The key questions are how do we create meaningful collaborations through this revolution, how can new technologies assist the world to close a $1 trillion annual infrastructure investment gap, and design long-term oriented investment frameworks to create a sustainable future?

In line with the theme of the 10th BRICS Summit, it is also important to mention that research by the OECD, World Bank and others, highlight that new thinking in industrial policy pays attention to spatial outcomes of development processes to address inequalities.

This means that we must critically examine our own National Industrial Policy Action Plan, which has a special focus on minerals and beneficiation, agriculture and agro-processing, energy, attracting investments and growing the oceans economy – from the perspective of spatial profiling that understands and facilitates the location of key growth points across regions.

Our strategies have to grow the economy, bring social cohesion and spatial justice to all our people.

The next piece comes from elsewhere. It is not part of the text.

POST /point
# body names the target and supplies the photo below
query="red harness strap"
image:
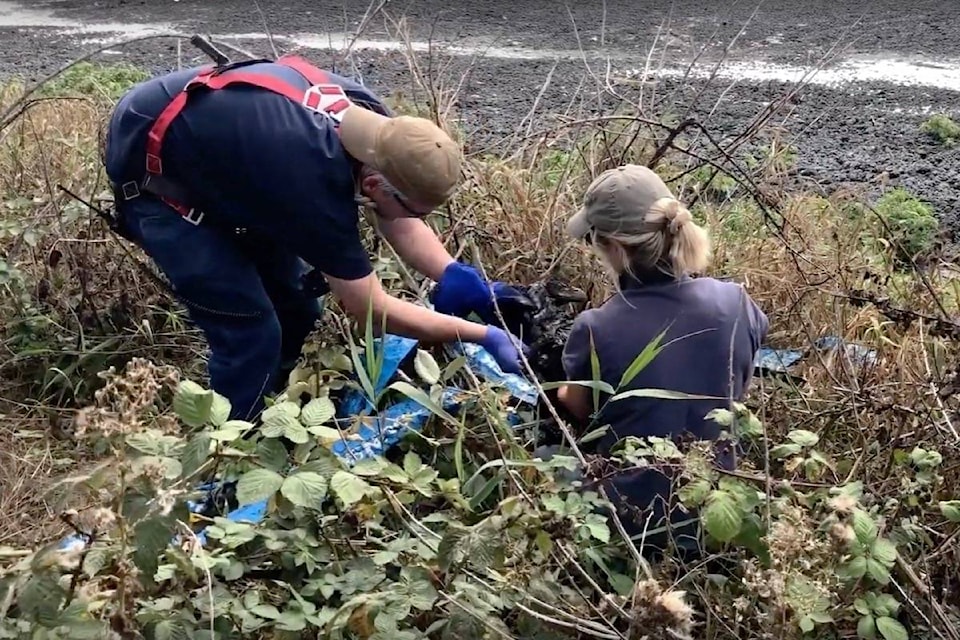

This Forum will therefore continue our conversations on how partnerships and development cooperation, on a global scale, can benefit our localisation agenda for urban development.

This is critical as we debate how we plan for industrial growth, manage urban influx and sustainable urbanization, develop rural areas and smaller towns and ensure viable municipal spaces going forward.

Our session on ‘Urban-rural infrastructure development and spatial integration’ will hopefully provide answers on some of these.

Our urban policy, the IUDF provides an urban vision and policy for South Africa and presents practical interventions for implementing the policy.

These are premised on nine policy levers. These levers provide entry points for planning and implementing optimal city environments. The key lever is for interdisciplinary spatial planning and land-use management practices that actively integrate infrastructure investments, public transport and human settlements as the baseline for the productive, inclusive, and liveable city.

These interventions are to be sustained through building more inclusive urban economies, improving the way that cities are governed, strengthening the management of city finances, and empowering communities to participate in urban design and form.

The IUDF addresses cross-cutting levers, namely the promotion of urban-rural interdependency, urban safety, and urban environmental resilience.

Our urban agenda commits us to action on these levers through mobilization of ‘An all of government, and a whole of society approach,’ which at the global level, invites our BRICS partners to support and engage with us on our mutual commonalities, challenges, and opportunities for cooperation and collaboration.


I also look forward to the session on Smart Cities. The role of technology in enhancing cities as centres of development will enable us as emerging markets and developing nations to play a more prominent role in stimulating Inclusive Growth and Shared Prosperity. This gels well with the broader BRICS theme of being positioned to take advantage of the Fourth Industrial Revolution.

I anticipate with enthusiasm the high quality dialogues that will take place here, which will enable us to enhance our collaboration and also expand on the previous BRICS themes.

Our deliberations will assist us in working towards a common platform for the 10th BRICS Summit in July.

We thank you very much.

And again welcome to South Africa and East London.